Sanofi completes buyout of Vigil Neurosciences for a small molecule TREM2 agonist program
August 14th, 2025 By John Widen
Sanofi completed a buyout of Vigil Neurosciences this past week that was announced in May
of this year for 8$/share or approximately $470 million. Previously,
Sanofi invested $40 million in Vigil last June (2024). This deal closed around the same time that Vigil's
TREM2 (triggering receptor expressed on myeloid cells 2) antibody agonist,
VG101 (iluzanebart), failed to meet biomarker and clinical endpoints for a phase 2 trial in a rare
neurological disease, CSF1R-related Axonal Spheroids and Pigmented Glia (CSF1R-ALSP).
Iluzanebart was meant to address a subpopulation of patients with loss-of-function mutations
in CSF1R (Colony Stimulating Factor 1 Receptor) causing ALSP. TREM2 signaling overlaps with the
CSF1R downstream pathway involving phosphoinositide-3-kinase (PI3K) and modulates
CSF1R cell surface expression. After the phase 2 failure, iluzanebart was dropped from the
Sanofi deal and given to Amgen, leaving only the TREM2 small molecule agonist
program that completed a phase 1 trial in February of 2025. I thought this would be a good
time to focus on TREM2 as a drug target for Alzheimer’s disease, cover the recent clinical
failures of TREM2 antibody agonists, and discuss some of the TREM2 agonist chemical matter
in the literature.
Vigil Neurosciences is a single target biotech company focused on a cell surface receptor TREM2,
which is a drug target for Alzheimer's disease because it is a genetic risk factor identified in
large population genome-wide association studies (GWAS)

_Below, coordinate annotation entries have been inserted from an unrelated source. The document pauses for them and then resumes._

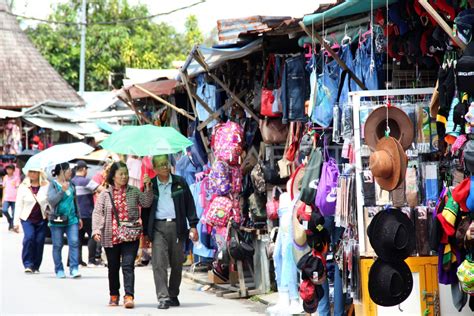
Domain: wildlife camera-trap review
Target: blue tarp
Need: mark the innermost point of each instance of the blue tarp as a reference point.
(349, 7)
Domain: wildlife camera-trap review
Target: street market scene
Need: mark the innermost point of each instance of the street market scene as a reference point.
(237, 158)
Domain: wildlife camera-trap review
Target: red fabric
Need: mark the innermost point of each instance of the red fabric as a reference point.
(120, 201)
(461, 192)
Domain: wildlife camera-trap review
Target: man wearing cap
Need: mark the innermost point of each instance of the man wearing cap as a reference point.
(85, 191)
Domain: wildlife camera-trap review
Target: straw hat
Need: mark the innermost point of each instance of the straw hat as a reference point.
(401, 127)
(388, 163)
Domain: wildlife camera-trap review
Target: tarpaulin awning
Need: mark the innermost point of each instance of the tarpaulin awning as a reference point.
(161, 87)
(216, 56)
(9, 114)
(349, 7)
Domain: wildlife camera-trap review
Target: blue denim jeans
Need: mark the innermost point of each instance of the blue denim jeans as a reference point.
(285, 268)
(33, 243)
(72, 233)
(5, 207)
(293, 89)
(362, 67)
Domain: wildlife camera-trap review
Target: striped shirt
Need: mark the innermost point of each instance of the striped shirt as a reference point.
(103, 212)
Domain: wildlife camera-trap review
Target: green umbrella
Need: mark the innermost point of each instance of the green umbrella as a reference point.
(146, 140)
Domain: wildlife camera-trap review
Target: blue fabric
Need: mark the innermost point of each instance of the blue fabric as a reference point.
(293, 89)
(33, 243)
(285, 268)
(72, 233)
(207, 92)
(66, 206)
(200, 248)
(165, 206)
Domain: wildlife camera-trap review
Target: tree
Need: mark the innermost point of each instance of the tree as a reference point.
(112, 47)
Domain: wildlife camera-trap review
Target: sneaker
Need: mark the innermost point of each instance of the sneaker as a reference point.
(75, 273)
(128, 301)
(173, 302)
(60, 274)
(114, 300)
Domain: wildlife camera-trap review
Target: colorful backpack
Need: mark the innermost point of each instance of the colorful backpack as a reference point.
(220, 181)
(219, 211)
(227, 142)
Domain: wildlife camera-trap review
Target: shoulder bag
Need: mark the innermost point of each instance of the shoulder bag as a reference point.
(127, 231)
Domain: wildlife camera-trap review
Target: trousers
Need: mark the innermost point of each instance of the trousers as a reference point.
(167, 250)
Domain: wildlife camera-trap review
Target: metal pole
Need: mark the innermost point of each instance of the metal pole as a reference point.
(82, 69)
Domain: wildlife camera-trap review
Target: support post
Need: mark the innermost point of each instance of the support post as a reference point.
(333, 55)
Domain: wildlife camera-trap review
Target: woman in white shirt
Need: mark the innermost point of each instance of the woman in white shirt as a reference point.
(31, 204)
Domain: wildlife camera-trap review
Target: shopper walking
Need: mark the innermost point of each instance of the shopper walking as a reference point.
(85, 188)
(31, 204)
(172, 209)
(66, 219)
(116, 223)
(10, 187)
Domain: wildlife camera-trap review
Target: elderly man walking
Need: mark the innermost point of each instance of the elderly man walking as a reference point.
(172, 210)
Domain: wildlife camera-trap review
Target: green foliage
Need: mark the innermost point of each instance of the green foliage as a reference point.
(110, 48)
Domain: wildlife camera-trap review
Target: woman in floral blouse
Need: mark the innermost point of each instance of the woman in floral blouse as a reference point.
(125, 200)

and has biological relevance to neurodegeneration.
The founder’s of Vigil spun out the TREM2 assets from Amgen (hence, giving iluzanebart back) and raised about $140 million
in a series A and B funding round. TREM2 is a lipid sensing receptor expressed predominantly in microglia.
Upon binding of extracellular lipids and debris, TREM2 activates a signaling cascade through phosphorylation
of SYK (Spleen associated tyrosine kinase) via an adapter protein DAP12 (DNAX-activating protein 12, a.k.a TYROBP).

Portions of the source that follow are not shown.